Opportunities For Development

The first great thing about young people on the continent is their zeal and hunger for digital knowledge. Regardless of the fact that internet connectivity is not yet widespread in Africa, there has been tremendous progress made in providing access to online platforms. Liquid Telecom is committed, along with various other players, to ensure more and more young people have access to online learning platforms. Some of the key learning areas most relevant to African challenges are artificial intelligence (AI), internet of things (IoT), machine learning, cloud computing and data science. These are areas which if grasped by young people will give birth to enterprising solutions to the continent’s challenges. Startups, incubators and accelerators are actually placing an ever-increasing intent on these fields. So the growing interest amongst young people and amongst various types of facilitators in the quest to become digitally sound is a breeding ground for great future prospects.

Skills For 21st Century Africa

Last year saw the marked emergence of startups across the continent. It’s reported that roughly a combined total of USD726 million was raised by startups that came onto the scene last year. This growing interest is one of the reasons why Liquid Telecom is now heavily vested in digital skills development through partnerships with tech hubs and startups across the whole continent. They have also developed an online platform, 21CSkills, which offers accredited online courses in strategic fields such as AI and the ones I mentioned earlier. The platform was started this year and so far at least 500 young people across Africa have been enrolled. The 21CSkills platform is also fostering group learning and interactions through study groups and competitions such as DataHack4FI. The competition’s main thrust is cultivating the use of data science to come up with financial inclusion solutions to everyday challenges. This should serve as an inspiration to young people to get involved in the field of data science – it’s laden with great opportunities. Some of the courses offered on the 21CSkills platform are Introduction to Data Science, Analytics Storytelling for Impact and Developing Big Data Solutions with Azure Machine Learning.

Digital Initiatives To Watch In 2019

There are a number of digital initiatives currently underway in several countries such as Zimbabwe, South Africa, Botswana, Rwanda, Zambia, Tanzania, Kenya and Uganda. I’ll briefly touch on some of the initiatives that are on-going in Zimbabwe, South Africa and Botswana.


Tertiary education curricula are now being realigned to synch with science and technology fields. This is bent on reviving local industrialization with the aim of reaching significant targets by 2030. Last year the government indicated their commitment to developing innovation hubs in 6 universities. The initiative was created with a  USD15 million investment with an objective to revamp or redo some of the archaic higher and tertiary education infrastructure. There’s of course a need for more funding in order to cover much bigger ground.
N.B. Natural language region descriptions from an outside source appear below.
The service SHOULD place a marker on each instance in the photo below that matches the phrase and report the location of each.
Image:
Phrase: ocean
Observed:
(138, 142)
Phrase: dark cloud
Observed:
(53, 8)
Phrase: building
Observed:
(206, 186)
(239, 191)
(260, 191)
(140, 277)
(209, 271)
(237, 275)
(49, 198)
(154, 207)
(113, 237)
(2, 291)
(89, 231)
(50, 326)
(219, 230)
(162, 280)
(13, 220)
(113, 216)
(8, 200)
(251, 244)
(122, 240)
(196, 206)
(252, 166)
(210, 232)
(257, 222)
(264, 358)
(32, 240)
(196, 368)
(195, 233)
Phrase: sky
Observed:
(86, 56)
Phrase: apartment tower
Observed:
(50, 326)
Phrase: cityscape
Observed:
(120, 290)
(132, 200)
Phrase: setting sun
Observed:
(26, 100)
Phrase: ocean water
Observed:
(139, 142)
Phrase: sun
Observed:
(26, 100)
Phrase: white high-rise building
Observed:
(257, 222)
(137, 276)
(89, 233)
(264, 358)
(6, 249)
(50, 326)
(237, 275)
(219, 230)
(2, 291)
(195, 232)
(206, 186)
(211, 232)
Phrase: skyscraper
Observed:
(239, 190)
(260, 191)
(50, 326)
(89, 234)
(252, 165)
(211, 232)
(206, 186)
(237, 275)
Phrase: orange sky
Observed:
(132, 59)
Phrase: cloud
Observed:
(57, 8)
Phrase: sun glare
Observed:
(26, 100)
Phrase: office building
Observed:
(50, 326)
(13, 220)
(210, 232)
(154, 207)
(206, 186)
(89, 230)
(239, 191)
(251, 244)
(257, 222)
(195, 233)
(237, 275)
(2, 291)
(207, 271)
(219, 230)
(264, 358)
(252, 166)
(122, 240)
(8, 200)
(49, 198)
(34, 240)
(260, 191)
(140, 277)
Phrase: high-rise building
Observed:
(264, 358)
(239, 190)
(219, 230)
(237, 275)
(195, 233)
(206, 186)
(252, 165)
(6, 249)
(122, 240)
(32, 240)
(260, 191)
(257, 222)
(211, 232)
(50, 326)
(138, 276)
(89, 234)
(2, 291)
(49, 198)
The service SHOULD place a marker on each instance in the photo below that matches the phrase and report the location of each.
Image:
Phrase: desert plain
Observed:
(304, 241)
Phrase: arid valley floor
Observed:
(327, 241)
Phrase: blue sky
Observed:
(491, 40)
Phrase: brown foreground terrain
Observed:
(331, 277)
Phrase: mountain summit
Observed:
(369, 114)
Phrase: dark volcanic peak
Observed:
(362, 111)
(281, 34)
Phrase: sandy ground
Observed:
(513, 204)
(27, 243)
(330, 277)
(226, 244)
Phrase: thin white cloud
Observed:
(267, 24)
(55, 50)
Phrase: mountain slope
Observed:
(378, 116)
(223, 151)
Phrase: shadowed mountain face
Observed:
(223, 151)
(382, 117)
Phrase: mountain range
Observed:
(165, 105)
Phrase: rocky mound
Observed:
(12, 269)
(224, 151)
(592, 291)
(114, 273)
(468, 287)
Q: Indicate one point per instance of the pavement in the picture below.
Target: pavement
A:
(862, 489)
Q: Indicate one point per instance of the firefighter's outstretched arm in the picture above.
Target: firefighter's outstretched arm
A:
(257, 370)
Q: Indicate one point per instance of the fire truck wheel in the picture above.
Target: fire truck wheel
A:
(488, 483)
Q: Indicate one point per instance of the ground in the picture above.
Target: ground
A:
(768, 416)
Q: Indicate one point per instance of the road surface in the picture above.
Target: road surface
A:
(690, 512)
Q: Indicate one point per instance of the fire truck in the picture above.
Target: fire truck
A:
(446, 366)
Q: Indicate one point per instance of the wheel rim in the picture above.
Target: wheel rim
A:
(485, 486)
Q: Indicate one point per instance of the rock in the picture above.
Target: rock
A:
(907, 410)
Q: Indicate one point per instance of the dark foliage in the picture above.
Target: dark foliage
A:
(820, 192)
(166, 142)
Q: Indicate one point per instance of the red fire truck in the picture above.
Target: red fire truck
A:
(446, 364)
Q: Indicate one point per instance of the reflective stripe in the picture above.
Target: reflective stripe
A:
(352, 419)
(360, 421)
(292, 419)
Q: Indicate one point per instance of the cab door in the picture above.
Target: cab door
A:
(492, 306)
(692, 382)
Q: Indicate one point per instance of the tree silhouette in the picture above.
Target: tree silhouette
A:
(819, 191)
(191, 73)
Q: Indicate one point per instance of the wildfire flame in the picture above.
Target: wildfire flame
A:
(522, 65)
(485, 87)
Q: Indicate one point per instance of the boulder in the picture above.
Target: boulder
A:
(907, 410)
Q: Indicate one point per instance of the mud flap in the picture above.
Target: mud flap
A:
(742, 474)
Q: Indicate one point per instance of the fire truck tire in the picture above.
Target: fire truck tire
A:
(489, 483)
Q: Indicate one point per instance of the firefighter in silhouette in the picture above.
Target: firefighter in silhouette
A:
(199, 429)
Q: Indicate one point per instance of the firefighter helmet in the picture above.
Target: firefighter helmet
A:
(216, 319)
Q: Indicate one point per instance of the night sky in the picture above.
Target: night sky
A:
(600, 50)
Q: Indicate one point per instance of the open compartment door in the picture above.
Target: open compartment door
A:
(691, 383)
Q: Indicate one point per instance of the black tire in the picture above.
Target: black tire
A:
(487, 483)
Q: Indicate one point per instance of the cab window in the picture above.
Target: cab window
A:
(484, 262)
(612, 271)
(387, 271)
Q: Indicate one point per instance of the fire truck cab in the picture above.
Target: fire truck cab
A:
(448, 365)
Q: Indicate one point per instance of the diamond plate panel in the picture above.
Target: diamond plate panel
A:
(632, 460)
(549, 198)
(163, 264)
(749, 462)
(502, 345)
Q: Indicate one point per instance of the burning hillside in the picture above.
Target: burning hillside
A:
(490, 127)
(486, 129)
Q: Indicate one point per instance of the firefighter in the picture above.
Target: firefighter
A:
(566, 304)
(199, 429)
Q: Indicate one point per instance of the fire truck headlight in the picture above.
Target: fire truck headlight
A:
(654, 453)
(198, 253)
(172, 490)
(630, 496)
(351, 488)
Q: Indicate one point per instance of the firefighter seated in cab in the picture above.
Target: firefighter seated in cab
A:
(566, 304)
Liquid Telecom is also helping out by establishing internet connectivity and access to digital skills acquirement for local tertiary institutions. Microsoft, Facebook and Google are some of the global tech titans partnering with local organizations to roll out digital skills training for a wide array of demographics.

South Africa

The government is pursuing to achieve a big industry 4.0 environment. There are plans to ensure that in the next 6 years all students will be equipped with tablets as part of wide efforts to enact widespread e-learning. There’s now also a Small Business Incubation Programme of tech hubs and incubators meant to equip SMEs with digital skills for 21st century entrepreneurship.


The government is pursuant to a digital economy through technical and vocational skills development. They are also intensifying efforts in digitization by investing in research and development (R&D) in science, technology and innovation. They are also focusing on infrastructural development in the energy and ICT sectors. The approach is holistic by incorporating both the public and private sectors.

Women In Tech

Women have been distanced from inclusion in key sectors but the tech sector holds great prospects for them. Studies have shown that companies or businesses that are gender diverse and inclusive are 15% more likely to succeed than those that aren’t. One of the ways to foster female inclusion in tech is through promoting STEM subjects in higher and tertiary education. Another key catalyst for female inclusion is getting more women involved in the investment communities. There’s also a need to support women who are daring so that they actually found their own tech startups.

Digital skills development must now be across the whole spectrum from the classroom to the career field and the market place. As many as 20 million young African are projected to join the African workforce every year for the next 30 years. This shows how important focus must be placed on nurturing tech talent amongst young people from the ground up. There’s a need for young people to have a solid background in mathematics and statistics in order to easily grasp the inner-workings of the 4th industrial revolution.